The GBP/USD pair started the week under a heavy selling pressure following the weekend's headlines claiming as many as 40 MP’s have agreed to sign a letter of 'no confidence' in PM May's leadership. After plummeting to a fresh weekly low at 1.3060 during the day, the pair retraced a portion of its losses and was last seen trading at 1.3120, where it was still down 70 pips, or 0.5%, on the day.

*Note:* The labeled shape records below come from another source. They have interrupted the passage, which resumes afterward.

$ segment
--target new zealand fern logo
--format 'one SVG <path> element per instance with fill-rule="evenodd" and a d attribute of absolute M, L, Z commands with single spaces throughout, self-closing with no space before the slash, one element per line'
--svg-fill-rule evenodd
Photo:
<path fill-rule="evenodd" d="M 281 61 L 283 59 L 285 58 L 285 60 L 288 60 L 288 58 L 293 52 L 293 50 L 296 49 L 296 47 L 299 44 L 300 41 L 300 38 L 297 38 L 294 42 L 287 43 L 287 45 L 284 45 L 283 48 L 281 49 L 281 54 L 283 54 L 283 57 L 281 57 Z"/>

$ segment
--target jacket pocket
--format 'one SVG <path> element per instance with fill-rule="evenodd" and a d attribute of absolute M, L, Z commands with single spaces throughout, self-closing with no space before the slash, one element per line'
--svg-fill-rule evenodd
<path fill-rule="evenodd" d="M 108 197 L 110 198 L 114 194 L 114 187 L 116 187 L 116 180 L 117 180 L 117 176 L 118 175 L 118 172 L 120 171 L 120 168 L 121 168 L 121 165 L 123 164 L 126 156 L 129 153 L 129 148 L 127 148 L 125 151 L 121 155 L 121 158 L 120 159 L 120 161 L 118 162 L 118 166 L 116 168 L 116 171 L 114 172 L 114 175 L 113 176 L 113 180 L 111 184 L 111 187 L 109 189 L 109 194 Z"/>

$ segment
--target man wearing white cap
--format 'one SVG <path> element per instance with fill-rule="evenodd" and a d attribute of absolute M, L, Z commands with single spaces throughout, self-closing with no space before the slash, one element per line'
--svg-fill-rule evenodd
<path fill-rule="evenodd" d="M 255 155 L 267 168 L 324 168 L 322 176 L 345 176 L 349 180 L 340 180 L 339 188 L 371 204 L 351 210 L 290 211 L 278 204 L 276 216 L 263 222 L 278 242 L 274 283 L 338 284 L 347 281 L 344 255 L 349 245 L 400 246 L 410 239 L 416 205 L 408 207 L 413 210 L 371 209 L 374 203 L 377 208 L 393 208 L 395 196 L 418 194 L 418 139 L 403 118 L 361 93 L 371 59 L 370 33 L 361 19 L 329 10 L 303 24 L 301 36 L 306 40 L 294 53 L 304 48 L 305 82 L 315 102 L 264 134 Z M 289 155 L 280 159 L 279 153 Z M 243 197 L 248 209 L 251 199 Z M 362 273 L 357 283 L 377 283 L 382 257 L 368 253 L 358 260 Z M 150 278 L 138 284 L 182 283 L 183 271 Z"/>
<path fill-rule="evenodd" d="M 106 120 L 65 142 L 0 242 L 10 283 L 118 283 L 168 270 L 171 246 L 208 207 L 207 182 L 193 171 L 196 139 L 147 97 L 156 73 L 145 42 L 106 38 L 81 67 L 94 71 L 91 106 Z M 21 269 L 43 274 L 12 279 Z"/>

UK politics and Brexit remain on center stage
Commenting on today's GBP sell-off, "once again GBP is carrying the mantle of the worse performing G10 currency on a one day view and once again politics is behind the pressure on the pound," Rabobank analysts explained. Profit taking ahead of tomorrow's data dump from the UK and some relatively optimistic comments from the British Brexit Minister David Davis seem to have helped the pound gain some traction during the second half of the day. Davis said that the EU & the UK Brexit teams were in continual contact and they were able to make some good progress on citizens' rights. The EUR/GBP pair also erased around 30 pips from its daily highs.
- Politics is behind the pressure on the pound - Rabobank
- UK Brexit Sec. Davis: Cannot make new border within UK for Brexit
On Tuesday, the economic docket in the UK will feature the CPI and the PPI data. Markets expect the annual consumer inflation to rise to 3.1% from 3% in October. Although the BoE made it clear that they were looking to hike rates two more times in 2018, a higher-than-expected increase in the CPI could help the GBP gather strength in the near-term.
Technical outlook
Valeria Bednarik, Chief Analyst at FXStreet, writes, "the pair bottomed at 1.3061, and recoveries have been rejected on approaches to the 38.2% retracement of the latest daily decline, at 1.3140. In the 4 hours chart, the 20 SMA holds flat a few pips below the mentioned Fibonacci level, reinforcing the resistance area. Technical indicators in the mentioned chart have managed to correct higher, but turned flat within neutral territory, somehow suggesting that the risk remains towards the downside, as buying interest is limited."
According to the analyst, supports for the pair could be seen at 1.3165, 1.3130 and 1.3090 while resistances align at 1.3220, 1.3260 and 1.3300.